The Lattes platform has been hosting curricula of Brazilian researchers since the late 1990s, containing more than 5 million curricula. The data from the Lattes curricula can be downloaded to XML format, the complexity of this reading process motivated the development of the getLattes package, which imports the information from the XML files to a list in the R software and then tabulates the Lattes data to a data.frame.

The main information contained in XML files, and imported via getLattes, are:

From the functionalities presented in this package, the main challenge to work with the Lattes curriculum data is now to download the data, as there are Captchas.

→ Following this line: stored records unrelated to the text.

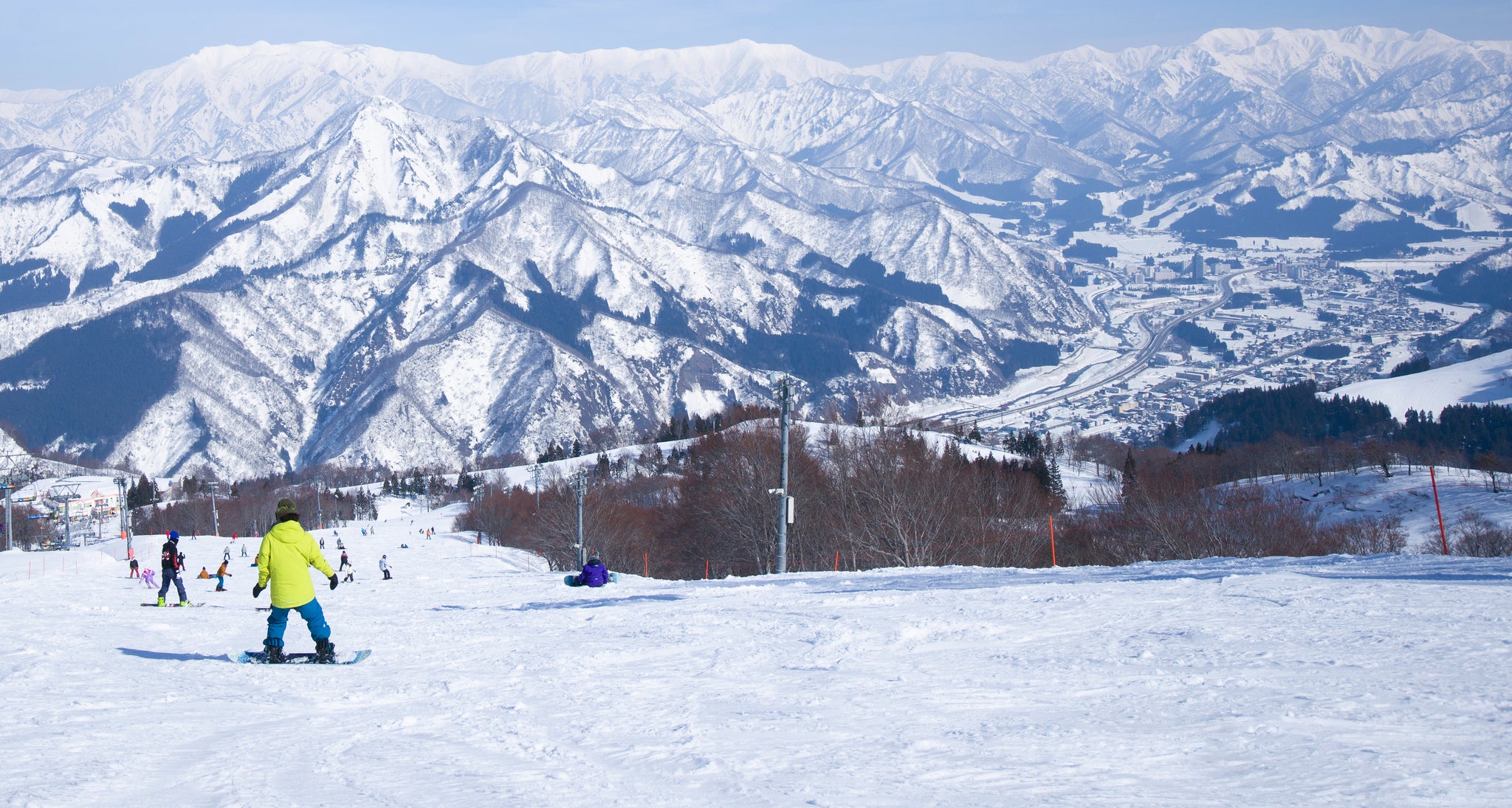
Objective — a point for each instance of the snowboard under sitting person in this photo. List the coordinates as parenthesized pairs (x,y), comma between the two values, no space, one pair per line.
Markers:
(284,559)
(593,573)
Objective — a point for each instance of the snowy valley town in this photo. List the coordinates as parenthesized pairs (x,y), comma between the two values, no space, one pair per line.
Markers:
(515,405)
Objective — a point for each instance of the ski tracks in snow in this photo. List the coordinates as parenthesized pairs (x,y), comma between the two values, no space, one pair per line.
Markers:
(1272,682)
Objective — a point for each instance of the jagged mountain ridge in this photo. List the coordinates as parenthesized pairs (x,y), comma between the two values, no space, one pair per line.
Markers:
(347,252)
(410,289)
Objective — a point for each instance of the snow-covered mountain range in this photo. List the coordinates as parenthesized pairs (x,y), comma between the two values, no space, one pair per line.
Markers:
(272,255)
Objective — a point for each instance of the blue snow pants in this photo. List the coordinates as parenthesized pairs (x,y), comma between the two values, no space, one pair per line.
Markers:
(173,577)
(312,613)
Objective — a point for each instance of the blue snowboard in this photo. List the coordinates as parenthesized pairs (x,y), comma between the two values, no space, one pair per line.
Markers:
(572,580)
(342,657)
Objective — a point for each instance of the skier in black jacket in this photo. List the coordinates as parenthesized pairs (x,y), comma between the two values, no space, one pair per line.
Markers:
(173,570)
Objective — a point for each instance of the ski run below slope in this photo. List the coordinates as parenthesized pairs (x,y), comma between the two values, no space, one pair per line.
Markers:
(1317,682)
(1482,381)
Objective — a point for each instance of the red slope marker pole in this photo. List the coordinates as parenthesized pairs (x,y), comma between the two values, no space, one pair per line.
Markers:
(1443,536)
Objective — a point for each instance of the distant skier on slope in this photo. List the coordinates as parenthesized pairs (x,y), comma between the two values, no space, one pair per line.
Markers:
(288,550)
(173,570)
(593,573)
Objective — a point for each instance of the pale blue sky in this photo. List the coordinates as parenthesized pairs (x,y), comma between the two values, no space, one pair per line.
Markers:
(83,43)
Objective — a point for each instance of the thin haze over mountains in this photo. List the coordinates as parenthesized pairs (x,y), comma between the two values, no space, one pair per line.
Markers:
(309,252)
(89,43)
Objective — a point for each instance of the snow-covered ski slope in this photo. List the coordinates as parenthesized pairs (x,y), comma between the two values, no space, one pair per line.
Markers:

To download a lot of curricula I suggest the use of Captchas Negated by Python reQuests - CNPQ. The second barrier to be overcome is the management and processing of a large volume of data, the whole Lattes platform in XML files totals over 200 GB. In this tutorial we will focus on the getLattes package features, being the reader responsible for download and manage the files.

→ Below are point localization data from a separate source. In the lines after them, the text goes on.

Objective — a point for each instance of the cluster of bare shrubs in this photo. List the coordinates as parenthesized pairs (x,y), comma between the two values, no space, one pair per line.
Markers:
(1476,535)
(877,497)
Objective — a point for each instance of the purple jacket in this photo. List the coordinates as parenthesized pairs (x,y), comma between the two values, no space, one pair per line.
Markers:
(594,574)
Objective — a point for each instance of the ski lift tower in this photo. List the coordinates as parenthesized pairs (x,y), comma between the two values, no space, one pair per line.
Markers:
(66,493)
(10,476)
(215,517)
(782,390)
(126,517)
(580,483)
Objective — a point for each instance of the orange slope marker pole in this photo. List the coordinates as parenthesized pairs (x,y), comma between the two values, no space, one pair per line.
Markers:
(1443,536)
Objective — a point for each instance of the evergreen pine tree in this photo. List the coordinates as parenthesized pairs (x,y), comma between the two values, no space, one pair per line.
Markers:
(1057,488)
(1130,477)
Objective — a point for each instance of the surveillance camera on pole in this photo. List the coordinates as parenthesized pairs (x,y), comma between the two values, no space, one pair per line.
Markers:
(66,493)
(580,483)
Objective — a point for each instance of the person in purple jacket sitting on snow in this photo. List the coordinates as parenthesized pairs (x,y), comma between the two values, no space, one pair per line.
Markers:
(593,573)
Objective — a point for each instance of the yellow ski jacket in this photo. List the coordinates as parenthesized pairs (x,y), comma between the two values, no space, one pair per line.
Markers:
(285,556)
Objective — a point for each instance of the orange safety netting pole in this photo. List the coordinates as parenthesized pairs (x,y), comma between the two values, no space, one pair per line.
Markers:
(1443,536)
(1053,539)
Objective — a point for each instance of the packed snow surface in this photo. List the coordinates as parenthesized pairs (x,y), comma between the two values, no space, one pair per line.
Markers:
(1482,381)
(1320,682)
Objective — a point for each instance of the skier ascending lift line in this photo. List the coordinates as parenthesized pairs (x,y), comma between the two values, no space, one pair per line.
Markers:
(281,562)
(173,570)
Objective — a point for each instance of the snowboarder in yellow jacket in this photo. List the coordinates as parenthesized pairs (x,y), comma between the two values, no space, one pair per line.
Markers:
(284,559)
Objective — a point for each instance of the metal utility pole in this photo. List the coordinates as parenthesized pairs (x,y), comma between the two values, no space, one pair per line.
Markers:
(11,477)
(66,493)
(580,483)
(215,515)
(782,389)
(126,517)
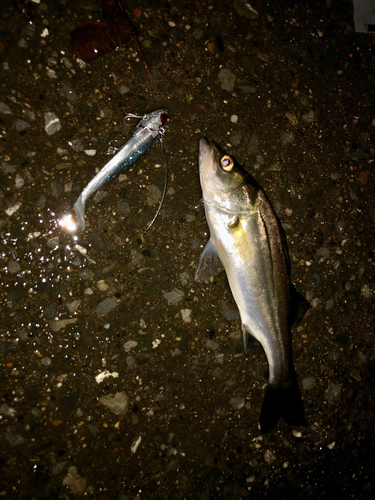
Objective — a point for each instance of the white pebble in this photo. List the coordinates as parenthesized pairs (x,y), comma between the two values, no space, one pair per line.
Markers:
(19,181)
(11,210)
(186,315)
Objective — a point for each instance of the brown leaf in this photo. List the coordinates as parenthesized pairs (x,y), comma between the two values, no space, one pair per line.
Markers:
(92,39)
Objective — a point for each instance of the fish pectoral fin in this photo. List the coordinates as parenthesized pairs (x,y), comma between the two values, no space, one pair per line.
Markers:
(298,307)
(209,264)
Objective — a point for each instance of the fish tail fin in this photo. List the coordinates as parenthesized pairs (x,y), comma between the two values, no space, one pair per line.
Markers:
(79,208)
(285,402)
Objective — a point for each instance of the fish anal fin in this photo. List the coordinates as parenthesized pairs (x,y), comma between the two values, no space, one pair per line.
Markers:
(282,402)
(209,264)
(245,337)
(298,307)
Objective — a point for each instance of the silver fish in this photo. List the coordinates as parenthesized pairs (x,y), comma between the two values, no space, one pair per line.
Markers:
(247,240)
(150,126)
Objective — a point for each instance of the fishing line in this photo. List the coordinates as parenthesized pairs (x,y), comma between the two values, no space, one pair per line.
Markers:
(162,196)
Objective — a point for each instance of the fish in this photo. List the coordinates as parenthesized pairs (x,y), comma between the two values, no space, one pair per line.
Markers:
(248,242)
(150,126)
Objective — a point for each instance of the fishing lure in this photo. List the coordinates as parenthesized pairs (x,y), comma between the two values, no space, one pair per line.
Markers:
(149,127)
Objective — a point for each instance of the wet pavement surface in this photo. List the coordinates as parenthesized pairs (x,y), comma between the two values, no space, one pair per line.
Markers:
(121,377)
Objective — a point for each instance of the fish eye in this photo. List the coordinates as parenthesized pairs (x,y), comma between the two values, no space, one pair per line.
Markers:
(227,163)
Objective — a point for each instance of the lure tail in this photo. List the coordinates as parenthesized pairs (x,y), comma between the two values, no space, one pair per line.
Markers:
(285,402)
(79,208)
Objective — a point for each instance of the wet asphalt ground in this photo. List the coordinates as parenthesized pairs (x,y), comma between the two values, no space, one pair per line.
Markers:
(121,377)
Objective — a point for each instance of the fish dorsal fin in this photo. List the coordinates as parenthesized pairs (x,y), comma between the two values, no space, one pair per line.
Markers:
(209,264)
(298,307)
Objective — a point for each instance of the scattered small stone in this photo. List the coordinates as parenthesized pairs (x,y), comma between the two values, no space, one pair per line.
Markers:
(130,361)
(286,138)
(46,361)
(76,145)
(102,285)
(61,323)
(5,109)
(296,433)
(69,94)
(21,125)
(219,358)
(103,375)
(137,258)
(174,296)
(117,403)
(13,437)
(19,182)
(366,292)
(106,306)
(153,195)
(356,375)
(13,209)
(129,345)
(184,278)
(7,410)
(74,481)
(308,383)
(156,343)
(135,444)
(253,144)
(269,457)
(52,123)
(335,176)
(14,267)
(123,208)
(329,304)
(229,314)
(309,117)
(293,120)
(211,344)
(333,392)
(227,79)
(73,306)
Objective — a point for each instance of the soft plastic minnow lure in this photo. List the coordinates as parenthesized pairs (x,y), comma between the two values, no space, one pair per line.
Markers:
(149,127)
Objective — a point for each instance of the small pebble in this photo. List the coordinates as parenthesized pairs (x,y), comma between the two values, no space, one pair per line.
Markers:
(52,123)
(102,285)
(117,403)
(186,315)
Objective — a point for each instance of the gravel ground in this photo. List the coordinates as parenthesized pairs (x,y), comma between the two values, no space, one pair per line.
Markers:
(121,377)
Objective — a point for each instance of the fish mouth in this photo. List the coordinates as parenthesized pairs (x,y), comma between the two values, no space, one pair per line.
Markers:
(207,163)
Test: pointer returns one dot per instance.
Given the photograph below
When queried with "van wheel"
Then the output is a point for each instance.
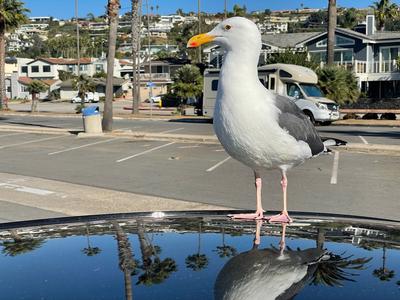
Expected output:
(310, 116)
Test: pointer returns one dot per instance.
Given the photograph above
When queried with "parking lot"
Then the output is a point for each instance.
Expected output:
(366, 185)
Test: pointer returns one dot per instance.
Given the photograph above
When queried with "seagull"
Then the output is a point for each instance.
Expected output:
(268, 273)
(259, 128)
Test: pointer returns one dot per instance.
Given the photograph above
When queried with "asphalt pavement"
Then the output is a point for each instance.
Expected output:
(363, 184)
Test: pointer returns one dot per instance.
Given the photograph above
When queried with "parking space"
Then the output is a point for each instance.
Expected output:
(203, 173)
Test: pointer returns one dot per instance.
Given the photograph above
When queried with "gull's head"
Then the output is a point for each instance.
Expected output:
(232, 34)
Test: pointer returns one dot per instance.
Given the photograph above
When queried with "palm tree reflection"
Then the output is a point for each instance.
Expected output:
(89, 250)
(225, 250)
(20, 245)
(155, 270)
(197, 261)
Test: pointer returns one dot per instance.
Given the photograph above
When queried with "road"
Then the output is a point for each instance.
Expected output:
(366, 185)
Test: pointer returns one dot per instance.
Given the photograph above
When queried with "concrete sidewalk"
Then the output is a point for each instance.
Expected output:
(28, 198)
(187, 138)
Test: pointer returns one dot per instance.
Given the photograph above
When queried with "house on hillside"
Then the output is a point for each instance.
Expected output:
(370, 54)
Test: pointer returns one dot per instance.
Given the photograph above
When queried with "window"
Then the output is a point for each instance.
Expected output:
(339, 41)
(99, 68)
(214, 85)
(293, 90)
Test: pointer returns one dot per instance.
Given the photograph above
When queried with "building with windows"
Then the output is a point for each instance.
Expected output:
(372, 55)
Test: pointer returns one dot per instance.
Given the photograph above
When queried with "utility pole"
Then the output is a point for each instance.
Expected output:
(78, 55)
(136, 23)
(199, 19)
(225, 10)
(150, 85)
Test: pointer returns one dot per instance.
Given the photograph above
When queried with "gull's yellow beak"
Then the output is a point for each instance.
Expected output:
(199, 40)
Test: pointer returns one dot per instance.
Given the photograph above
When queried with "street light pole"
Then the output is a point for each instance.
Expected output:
(199, 19)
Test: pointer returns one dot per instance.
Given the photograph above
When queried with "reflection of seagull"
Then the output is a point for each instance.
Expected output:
(260, 129)
(267, 273)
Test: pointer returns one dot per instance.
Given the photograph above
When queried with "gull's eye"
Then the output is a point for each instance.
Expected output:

Follow an example of how to search and download data from the Lattes website.

Installation

To install the newest released version of getLattes from github.

# install and load devtools from CRAN
# install.packages("devtools")
library(devtools)

# install and load getLattes
devtools::install_github("roneyfraga/getLattes")

Stable version from CRAN.

install.packages('getLattes')

Load getLattes.

Single curriculum

Import

Using the get* functions to import data from a single curriculum is straightforward. The curriculum need to be imported into R by the read_xml() function from the xml2 package.

# find the file in system
zip_xml <- system.file('extdata/4984859173592703.zip', package = 'getLattes')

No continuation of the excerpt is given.